The Harvard panel moderator, Professor He, is another who is in exile. But she remembers the day back in China, just after the massacre, when she returned to her campus wearing a black arm band as a symbol of mourning. "My teacher came over to me and said that 'If you do not take that off, no one can protect you from now on,'" He said. "So I removed the black arm band, and I tried to hold back my tears. In the days that followed, I tried to argue with my classmates about whether there was a massacre or it was just a made up story by the western governments, since that's what we were told. Very soon, I just shut up."

But shutting up, she says, is not what she wants from her students these days. Many of them are Chinese studying in the U.S., learning about Tiananmen for the first time. "Some told me that they never heard about it, and then some didn't believe at the beginning," He says. "But after taking the course, they changed, and some reject to listen to me, and some just came with enthusiasm, hoping to find out what happened." But she says there are still those who hold fast to what they've been taught back in China. "Over the years," He said, "I have been attacked by Chinese students who call me a national traitor for teaching the course." This is echoed back in her home country, where it's politically expedient for old friends distance themselves. "I was told that my best childhood friend has been spreading around and saying that I had been collaborating with the western governments to get money," He said. "That's why I've become very rich — by selling my country. And that's very hurtful, and I think it hurts my family."

And it's her family back in China that she misses.
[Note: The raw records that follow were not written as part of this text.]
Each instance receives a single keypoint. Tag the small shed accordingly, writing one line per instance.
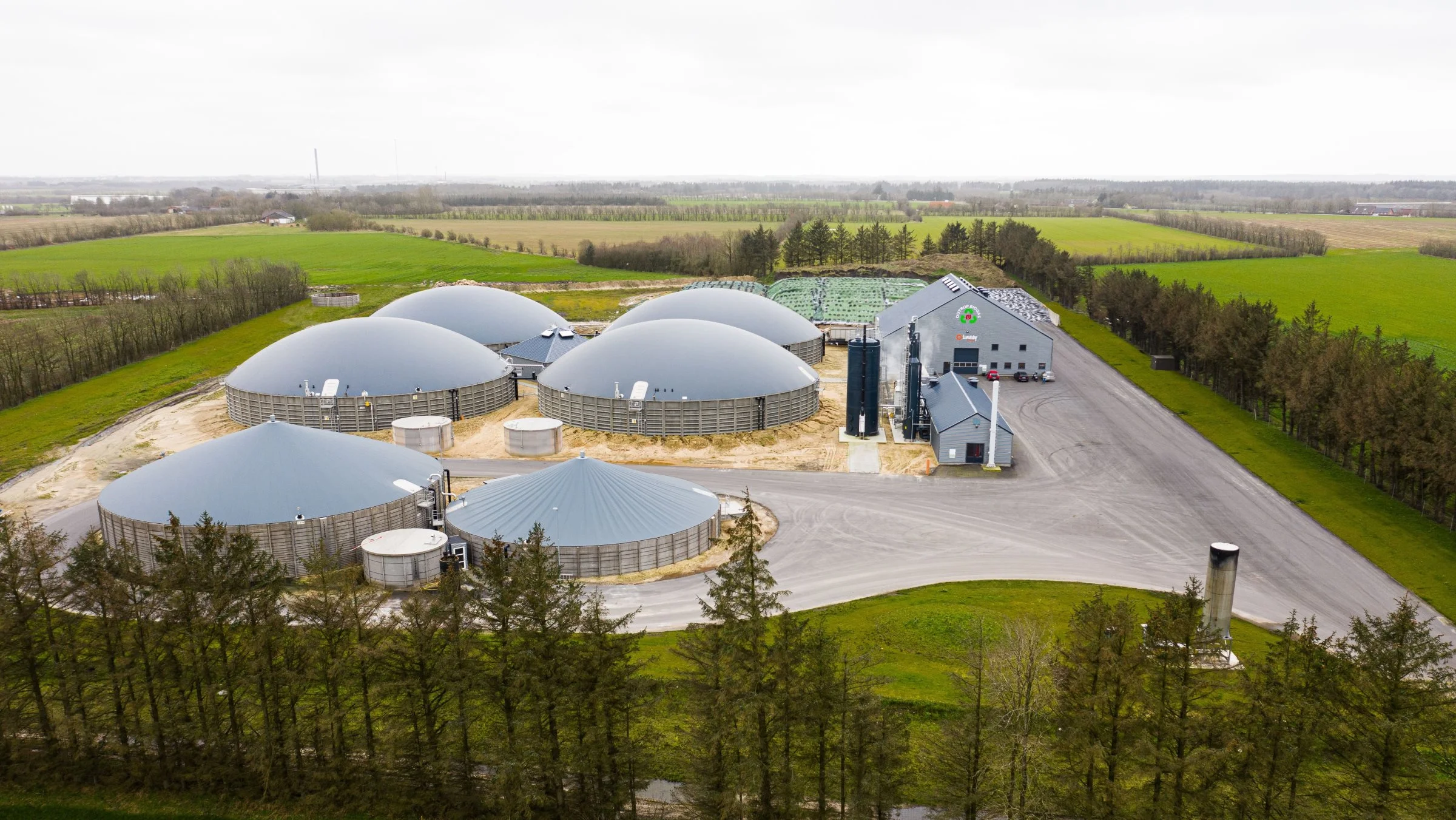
(960, 423)
(533, 354)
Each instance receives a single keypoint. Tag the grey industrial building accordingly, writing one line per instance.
(602, 519)
(960, 421)
(491, 316)
(289, 487)
(679, 378)
(357, 374)
(532, 356)
(739, 308)
(962, 331)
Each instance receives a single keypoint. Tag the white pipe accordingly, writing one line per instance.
(991, 447)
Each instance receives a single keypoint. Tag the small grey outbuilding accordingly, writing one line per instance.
(960, 421)
(602, 519)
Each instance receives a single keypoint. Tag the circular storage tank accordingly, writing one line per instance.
(402, 560)
(377, 370)
(289, 487)
(739, 308)
(602, 519)
(679, 378)
(424, 433)
(533, 436)
(491, 316)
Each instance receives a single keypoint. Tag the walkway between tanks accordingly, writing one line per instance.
(1110, 489)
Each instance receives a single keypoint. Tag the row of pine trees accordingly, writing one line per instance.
(511, 693)
(1375, 405)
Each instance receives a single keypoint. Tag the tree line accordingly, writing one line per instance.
(1290, 239)
(511, 693)
(1439, 248)
(55, 348)
(1362, 399)
(506, 693)
(60, 231)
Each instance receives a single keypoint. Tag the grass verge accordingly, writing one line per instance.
(30, 433)
(915, 634)
(1417, 552)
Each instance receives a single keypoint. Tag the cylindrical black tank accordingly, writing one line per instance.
(863, 388)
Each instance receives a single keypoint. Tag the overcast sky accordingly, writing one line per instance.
(681, 89)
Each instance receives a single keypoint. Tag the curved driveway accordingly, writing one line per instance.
(1110, 489)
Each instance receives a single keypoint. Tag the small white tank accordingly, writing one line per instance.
(533, 436)
(424, 433)
(402, 560)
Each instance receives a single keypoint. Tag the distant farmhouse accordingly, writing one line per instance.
(1398, 209)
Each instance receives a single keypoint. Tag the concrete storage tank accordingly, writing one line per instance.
(357, 374)
(424, 433)
(491, 316)
(741, 309)
(533, 436)
(602, 519)
(679, 378)
(286, 486)
(402, 560)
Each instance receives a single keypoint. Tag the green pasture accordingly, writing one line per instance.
(915, 635)
(329, 258)
(1407, 294)
(33, 430)
(1416, 551)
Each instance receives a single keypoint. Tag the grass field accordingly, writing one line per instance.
(1417, 552)
(33, 430)
(1360, 232)
(1409, 294)
(329, 258)
(915, 634)
(568, 234)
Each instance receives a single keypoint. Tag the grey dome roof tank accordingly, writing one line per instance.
(268, 474)
(679, 359)
(383, 356)
(741, 309)
(488, 315)
(584, 503)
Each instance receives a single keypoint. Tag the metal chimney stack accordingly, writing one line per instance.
(1224, 567)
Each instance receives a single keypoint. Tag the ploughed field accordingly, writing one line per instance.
(329, 258)
(1407, 294)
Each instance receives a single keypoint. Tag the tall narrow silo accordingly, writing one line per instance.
(863, 388)
(1224, 566)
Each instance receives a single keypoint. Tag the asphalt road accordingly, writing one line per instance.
(1110, 489)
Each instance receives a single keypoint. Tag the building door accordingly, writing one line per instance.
(967, 359)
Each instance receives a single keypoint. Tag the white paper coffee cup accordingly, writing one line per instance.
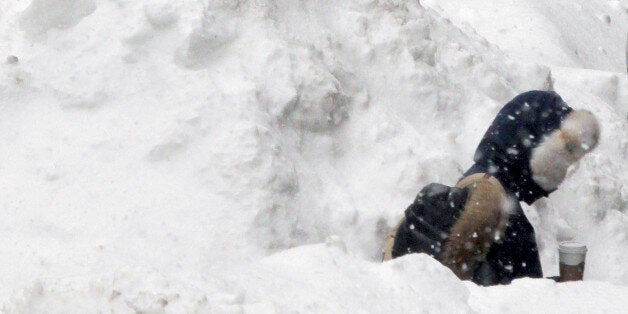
(572, 253)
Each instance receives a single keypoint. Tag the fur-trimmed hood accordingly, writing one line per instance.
(532, 142)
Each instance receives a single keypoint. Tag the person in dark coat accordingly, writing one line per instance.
(478, 229)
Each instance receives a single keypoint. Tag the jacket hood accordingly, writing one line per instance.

It pains her that Chinese students in her class, both those who are eager to learn the history and those who deny it, are free to travel to China while she cannot. "Ordinary graduate students and people who came from abroad — they can just come home to visit," He said. "But that's not the case for me." Still, she says she is driven to wage the battle to preserve the memory of what happened. "I think that just like many others of my generation who have experienced that total crackdown, we wanted to prove one thing: That there is something in this world that cannot be crushed by guns and tanks, and that's the human spirit. That's our longing for freedom and democracy."